In today’s luminous reading from the Gospel of John, we encounter God’s ultimate promise kept: “And the Word became flesh and lived among us, and we have seen his glory, the glory as of a father’s only son, full of grace and truth.” The psalmist invites us to praise God as one who keeps promises to heal and make whole. God in Christ invites us to become the bearers of light as we engage with our communities and world. Through the indwelling of the Holy Spirit, we can see God in the neighbor and join in praising God’s gift of love.
In the gospel reading from Luke, the boy Jesus can also be found in the temple, after a frantic search by his parents. Mary and Joseph do not understand why he would be in the temple, and Jesus does not understand why his parents did not think to look there first: he is, after all, in his Father’s house because of obedience to his life’s work. Far from being the fun-spoiler, obedience leads us to praise. When we let our words and actions point toward God, we find reasons for praise on every side. May the peace of Christ dwell in you richly.

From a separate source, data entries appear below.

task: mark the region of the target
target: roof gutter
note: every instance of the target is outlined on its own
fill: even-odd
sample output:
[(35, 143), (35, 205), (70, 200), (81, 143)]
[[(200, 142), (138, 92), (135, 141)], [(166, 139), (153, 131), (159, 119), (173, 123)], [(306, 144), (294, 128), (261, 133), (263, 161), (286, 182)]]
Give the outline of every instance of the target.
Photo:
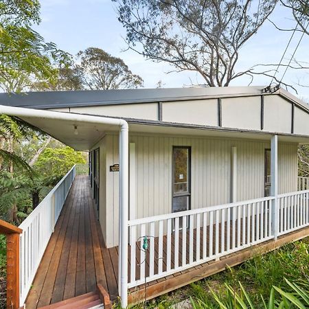
[(23, 108), (0, 105), (0, 114), (23, 117), (58, 119), (85, 122), (88, 124), (110, 124), (119, 127), (119, 269), (118, 284), (122, 308), (128, 305), (128, 125), (122, 119), (102, 117), (69, 113)]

In winter’s deepest night, we welcome the light of the Christ Child. Isaiah declares that the light of the long-promised king will illuminate the world and bring endless peace and justice. Paul reminds us that the grace of God through Jesus Christ brings salvation to all people. The angels declare that Jesus’ birth is good and joyful news for everyone, including lowly shepherds. Filled with the light that shines in our lives, we go forth to share the light of Christ with the whole world. Merry Christmas!
Blessed are those who believe. Mary favors Elizabeth with a visit. Together Mary and Elizabeth become examples of God’s blessing for the lowly. A barren old woman and an unmarried young woman each are favored by God. Each expresses praise for what God is fulfilling in their life. Their experiences remind us that knowing God is with us, and even that we have received God’s favor, does not mean our lives will be without hardship. In the midst of struggles and challenges, we can and do experience joy. May joy be in our bones and praise on our lips.
One can imagine the sense of anticipation of those who arrive to hear John in the wilderness. Maybe even a sense of hope, awe and even fear. However, John made it clear that while he baptized them for repentance, the one coming would bring something totally different. In Christ, God’s love is enduring and eternal. Sealed with the Holy Spirit and marked with the sign of the cross forever, the baptized are invited to remember this promise daily and the good news it brings. So, maybe instead of asking “What should we do?” we act with grace and love.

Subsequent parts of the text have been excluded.